Bilateral Vestibular Atelectasis with Tullio’s Phenomenon

Steuphen Roy 1,, Guhan Kumarasamy 1, Rosdan Salim 1
PMCID: PMC6841764  PMID: 31750223

Abstract

Vestibular dehiscence or atelectasis is a rarity known to cause vertigo. This pathology poses many challenges especially in diagnosis and treatment simply due to the scarcity of reported cases. The etiologic factors, disease pathophysiology and complications remain unclear. We report a young adult female who presented with unsteadiness for 2 years associated with headache. Tullio’s phenomenon was observed which led to a finding of bilateral vestibular dehiscence involving the medial walls on high resolution computed tomography.

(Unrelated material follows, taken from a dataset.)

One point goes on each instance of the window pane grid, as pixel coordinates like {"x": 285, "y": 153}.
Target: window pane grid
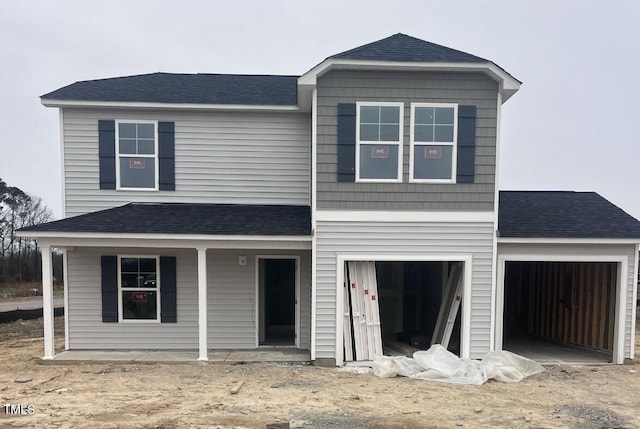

Keywords: Vestibular dehiscence, Vestibular atelectasis, Tullio’s phenomenon

Introduction

Vestibular atelectasis is relatively a new entity in the field of neuro-otology and currently often attributed as an etiologic factor for existing vestibular disorders albeit rare in occurrence. Establishment of this pathology follows a landmark retrospective study of temporal bones by Merchant et al. which firstly, expounded the existence of vestibular dehiscence or atelectasis and secondly, provided the basis for another study by Wenzel to corroborate clinical symptoms with the condition [1, 2].

Recognition of this pathology is important as it debilitates the patient with significant morbidity involving gait and balance. Current literature is lacking especially concerning management options.

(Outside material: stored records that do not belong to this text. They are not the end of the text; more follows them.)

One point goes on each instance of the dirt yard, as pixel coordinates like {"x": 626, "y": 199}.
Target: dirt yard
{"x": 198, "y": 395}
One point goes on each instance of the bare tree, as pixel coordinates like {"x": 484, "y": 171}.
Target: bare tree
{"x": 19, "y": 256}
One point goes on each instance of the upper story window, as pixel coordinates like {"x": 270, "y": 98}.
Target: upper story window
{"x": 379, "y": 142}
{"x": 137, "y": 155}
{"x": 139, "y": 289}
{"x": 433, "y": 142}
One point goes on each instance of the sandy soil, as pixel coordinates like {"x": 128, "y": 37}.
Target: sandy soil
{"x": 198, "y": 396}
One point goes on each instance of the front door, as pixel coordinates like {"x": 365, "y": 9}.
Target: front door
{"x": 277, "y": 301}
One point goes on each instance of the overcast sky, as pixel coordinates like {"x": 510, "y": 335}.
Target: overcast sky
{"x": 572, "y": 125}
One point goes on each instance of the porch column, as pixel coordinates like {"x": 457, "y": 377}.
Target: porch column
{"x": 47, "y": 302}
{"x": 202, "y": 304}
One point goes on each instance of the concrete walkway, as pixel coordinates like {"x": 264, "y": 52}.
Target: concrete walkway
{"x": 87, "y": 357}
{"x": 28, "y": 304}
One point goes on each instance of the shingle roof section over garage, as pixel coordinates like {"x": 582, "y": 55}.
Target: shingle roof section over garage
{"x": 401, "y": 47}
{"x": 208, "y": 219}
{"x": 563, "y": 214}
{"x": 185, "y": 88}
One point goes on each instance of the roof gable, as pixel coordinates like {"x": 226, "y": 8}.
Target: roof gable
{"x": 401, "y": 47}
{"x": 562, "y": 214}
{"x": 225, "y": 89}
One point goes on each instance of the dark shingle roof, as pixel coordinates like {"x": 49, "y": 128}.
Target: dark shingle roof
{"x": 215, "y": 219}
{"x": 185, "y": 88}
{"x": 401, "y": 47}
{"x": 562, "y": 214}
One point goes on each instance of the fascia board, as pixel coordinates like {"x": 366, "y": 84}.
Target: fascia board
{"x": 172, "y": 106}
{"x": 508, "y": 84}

The objective of this write-up is to report the occurrence of bilateral vestibular dehiscence in a young patient with a short history of Tullio’s phenomenon and disequilibrium.

Case Presentation

A 34-year-old Asian female of Malay race presented with chief complaint of unsteadiness for 2 years. The first occurrence was associated with nausea and vomiting together with aural fullness upon waking up from sleep. She did not experience any form of dizziness, hearing loss or tinnitus except for unsteadiness. There was no specific duration of an intense episode as it was always described as present without affecting her daily activities. The nausea and aural fullness resolved after a day hence she did not seek any medical attention at that time.

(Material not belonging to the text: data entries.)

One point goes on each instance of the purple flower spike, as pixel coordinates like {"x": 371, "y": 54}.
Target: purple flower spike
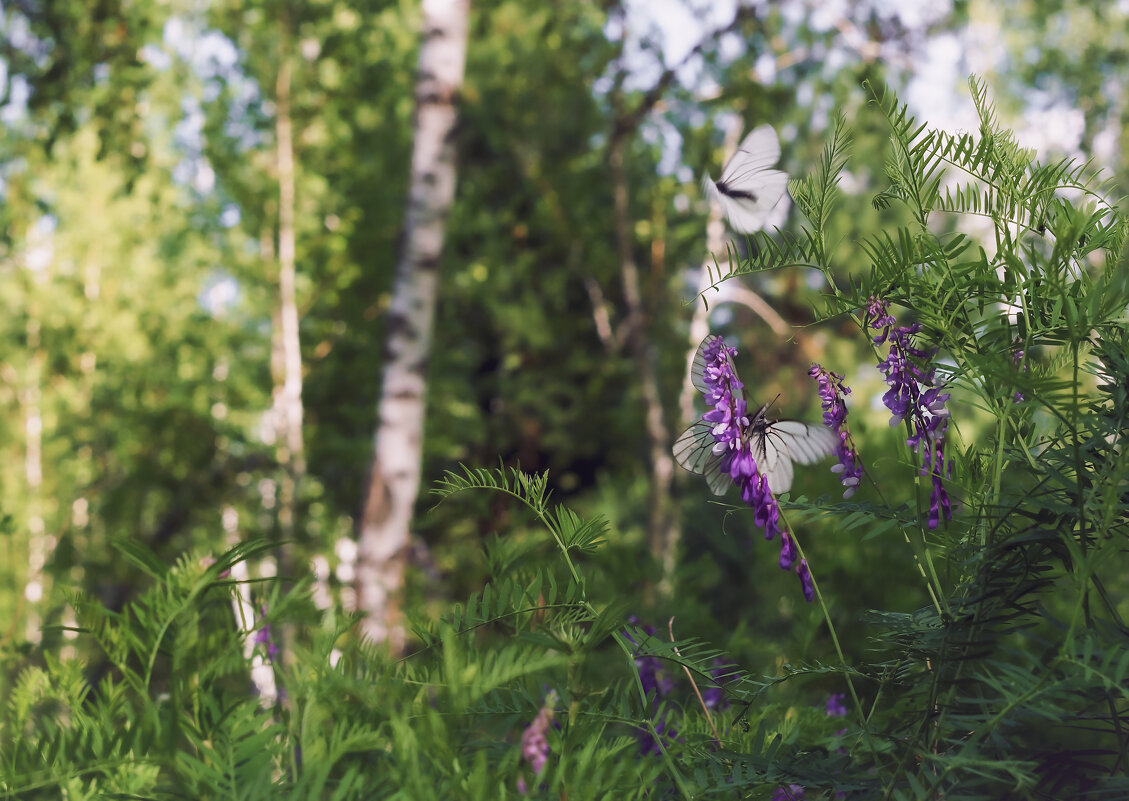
{"x": 913, "y": 397}
{"x": 263, "y": 636}
{"x": 714, "y": 697}
{"x": 1017, "y": 360}
{"x": 832, "y": 395}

Subsequently, the unsteadiness resolved after a few months. She had 1 year of convalescence during which she even underwent an uneventful pregnancy. Three months post-partum, she began experiencing similar unsteady sensation with absence of aural symptoms save for headaches. The headaches were non-specific in terms of localization or intensity. Prolonged upright position was ascribed as a worsening factor. She did not report having any aura, photophobia or any form of vertiginous spells. Her unsteadiness was described as a bothersome floating sensation and more pronounced as compared to before. She consulted a physician who prescribed her with oral betahistine which did not abate her symptoms. Systemically, she was well with no symptoms suggestive of a cardiac related condition. Nevertheless, despite the predicament she continued her daily activities including driving.

Further history revealed no medical illness, no drug and food allergies. Family history was unremarkable especially regarding ear and balance related disorders. She is a mother of three children and works as a teacher. No habits of smoking or alcohol consumption as well as any other high-risk behaviors divulged.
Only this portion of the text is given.